★★☆☆☆
I started to get suspicious shortly before reading. I was reading (and hating) The Man Who Mistook His Wife For A Hat, and Other Clinical Tales by Oliver Sacks, and that's when I realised that "does for botany what Oliver Sacks did for neurology", which I think is on the cover, might not be such a good sign.
Nevertheless, I began reading. It was not an auspicious start, since she started by talking about her early childhood, when her dad would let her play around in his lab and she would, I don't know, play around in the winter snow. She made Minnesota sound like an Arctic hellscape, which is actually true apparently, so at least I learned something -- according to Wikipedia (best source ever, I know), the ten coldest counties in the US are all in Minnesota, and a place in Minnesota goes below -18 degrees Celsius an average of 71 days per year.
So I guess the weather facts were interesting, but unfortunately (a) I really really don't like stories that start by looking back on the author's childhood (b) it just made it seem like she got a hand up into science from her dad, which wasn't particularly endearing, although that might just be me and my complete lack of relatives in relevant fields.
She then went chronologically through her life, pretty much, with occasional interludes for very vague botanical information.
That's the crux of my problem with this book, really, that and the fact that it didn't grip me or make me want to keep reading despite my expectation of loving it. The crux is that there was so little science in it. I did quite a lot of research on the book before I bought it online, and it all seemed to say that the book interwove science and memoir, with chapters on each alternating. That is ... not true.
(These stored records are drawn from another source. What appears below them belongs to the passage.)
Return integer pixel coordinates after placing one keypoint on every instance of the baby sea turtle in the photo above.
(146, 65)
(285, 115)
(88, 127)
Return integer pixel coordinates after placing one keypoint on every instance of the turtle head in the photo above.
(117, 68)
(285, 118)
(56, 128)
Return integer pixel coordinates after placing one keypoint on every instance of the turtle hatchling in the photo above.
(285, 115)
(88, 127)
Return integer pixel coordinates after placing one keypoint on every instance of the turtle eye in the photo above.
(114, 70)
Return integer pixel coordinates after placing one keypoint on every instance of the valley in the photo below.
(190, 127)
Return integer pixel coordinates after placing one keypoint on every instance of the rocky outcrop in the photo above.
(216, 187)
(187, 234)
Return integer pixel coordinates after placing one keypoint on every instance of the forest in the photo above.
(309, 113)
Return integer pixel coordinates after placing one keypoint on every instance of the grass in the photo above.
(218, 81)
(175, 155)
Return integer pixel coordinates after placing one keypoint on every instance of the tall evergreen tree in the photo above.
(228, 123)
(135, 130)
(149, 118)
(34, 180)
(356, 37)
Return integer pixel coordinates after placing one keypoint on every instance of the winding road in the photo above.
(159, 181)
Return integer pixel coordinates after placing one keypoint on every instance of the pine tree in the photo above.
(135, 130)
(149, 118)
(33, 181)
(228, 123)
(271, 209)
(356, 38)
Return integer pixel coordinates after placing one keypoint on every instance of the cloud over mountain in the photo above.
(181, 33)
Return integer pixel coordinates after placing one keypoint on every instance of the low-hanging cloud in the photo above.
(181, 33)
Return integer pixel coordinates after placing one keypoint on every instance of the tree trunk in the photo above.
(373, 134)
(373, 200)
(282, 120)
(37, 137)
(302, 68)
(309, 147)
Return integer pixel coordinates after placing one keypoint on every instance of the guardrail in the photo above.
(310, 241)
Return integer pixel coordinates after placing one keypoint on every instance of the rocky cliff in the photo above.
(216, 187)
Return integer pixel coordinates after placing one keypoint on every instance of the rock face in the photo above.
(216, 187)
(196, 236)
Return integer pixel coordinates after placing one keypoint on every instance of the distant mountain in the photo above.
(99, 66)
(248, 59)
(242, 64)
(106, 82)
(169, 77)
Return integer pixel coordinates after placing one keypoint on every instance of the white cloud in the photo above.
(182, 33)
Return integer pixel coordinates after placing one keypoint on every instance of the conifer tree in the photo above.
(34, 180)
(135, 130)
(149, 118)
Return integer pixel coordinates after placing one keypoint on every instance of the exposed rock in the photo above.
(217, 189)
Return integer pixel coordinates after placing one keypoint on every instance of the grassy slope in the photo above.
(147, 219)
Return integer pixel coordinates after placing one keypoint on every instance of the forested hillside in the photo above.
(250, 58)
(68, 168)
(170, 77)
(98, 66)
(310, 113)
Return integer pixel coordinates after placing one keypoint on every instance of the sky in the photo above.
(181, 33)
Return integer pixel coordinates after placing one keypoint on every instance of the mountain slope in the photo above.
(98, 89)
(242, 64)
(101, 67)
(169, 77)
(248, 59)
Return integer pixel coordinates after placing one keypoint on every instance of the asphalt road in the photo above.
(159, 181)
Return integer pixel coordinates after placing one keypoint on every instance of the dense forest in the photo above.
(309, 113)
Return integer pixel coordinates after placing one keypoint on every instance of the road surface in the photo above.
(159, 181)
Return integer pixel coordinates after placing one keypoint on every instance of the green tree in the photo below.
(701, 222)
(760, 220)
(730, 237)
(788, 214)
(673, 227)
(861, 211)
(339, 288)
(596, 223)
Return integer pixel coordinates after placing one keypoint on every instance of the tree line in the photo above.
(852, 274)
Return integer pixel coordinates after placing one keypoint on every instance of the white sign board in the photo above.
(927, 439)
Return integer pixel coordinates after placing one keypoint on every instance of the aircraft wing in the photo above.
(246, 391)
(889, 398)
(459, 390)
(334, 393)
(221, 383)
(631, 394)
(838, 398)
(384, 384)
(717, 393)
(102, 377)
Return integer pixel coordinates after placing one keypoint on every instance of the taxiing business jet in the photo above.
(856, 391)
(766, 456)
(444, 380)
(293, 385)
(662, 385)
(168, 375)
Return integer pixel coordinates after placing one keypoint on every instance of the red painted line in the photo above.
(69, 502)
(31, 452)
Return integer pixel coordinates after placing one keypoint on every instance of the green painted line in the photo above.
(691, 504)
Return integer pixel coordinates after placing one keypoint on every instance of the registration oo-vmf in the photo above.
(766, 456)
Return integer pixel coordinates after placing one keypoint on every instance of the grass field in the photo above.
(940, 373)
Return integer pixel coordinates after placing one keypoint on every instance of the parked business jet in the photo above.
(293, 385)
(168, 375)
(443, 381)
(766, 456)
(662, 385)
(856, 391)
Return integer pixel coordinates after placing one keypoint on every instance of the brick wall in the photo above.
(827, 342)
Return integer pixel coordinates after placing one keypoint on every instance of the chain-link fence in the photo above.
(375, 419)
It is true that the memoir chapters alternated with chapters involving trees. The issue is that the trees were being used as a vehicle for her memoir. She'd spend a chapter waxing lyrical about how hard trees must try to survive, and segue into how hard she had to try. She'd talk about how trees reproduce (without using any actual scientific terminology or mechanisms or studies or, well, specifics) and segue into her own experience of giving birth. For someone who talks so much about how much she loves botany, she wrote almost none of it. There were only about three actual studies cited, and those were very interesting -- I just wish they'd been half the book like I was expecting, and I could've actually learned a significant amount about the science of plants. She led in well, made it sound so interesting, how plants give the whole biological world its energy, but then didn't deliver the goods on how that happens. The intro tells the reader that if they ask questions of a leaf, they're being a scientist, and invites them on a journey of science with her, and given that she covers little actual science, that seems awfully patronizing.
Given that she seems to love botany so much, maybe the publisher insisted she not include anything technical so as to boost sales?
I also didn't love her much-praised story of her friendship with Bill, who she seems to have kept as a homeless pet/colleague for years. There's stuff about him sleeping in a van frequently, about him leaving his hair in a tree, about all this hardship, about them pulling all-nighters at the lab most of the week, all this horrible stuff that just seemed a bit ... ridiculous. Like, nobody was making you do that. I'm a workaholic myself (and it's not really a good thing after a point), but that just seemed like being gluttons for punishment. She also talks about crashing two cars and not caring (aged, like, 40, not 15), one even rolling over a bank. Triumphing against adversity is super cool, but it's much less cool when you bring it on yourself.
She talks briefly about her experience with manic depressive disorder, which was quite interesting, but doesn't spend much time with it.
I could feel the stress permeating the book as she talked about the constant struggle for funding in science. It definitely was not encouraging. Common theme with Henry Marsh talking about the NHS in Do No Harm, funny enough.
I did enjoy some parts. The aforementioned actual science bits were cool, as were some of the procedural "how I do the science bits". I enjoyed the chapter she spent describing her undergraduate job working in a hospital mixing drugs. The writing is pretty.
Overall, I found there was too much drama and grandiosity and not enough science for me. I know I might not be the typical reader of pop science books since I'm actually studying science and I can't expect authors to cater to my exact demographic, but still. She's apparently an extremely accomplished scientist with many prestigious prizes -- why not talk about that stuff, instead of just struggles? I'm sad not to have liked this book, and wish I'd known it was more a memoir than anything else before I bought it.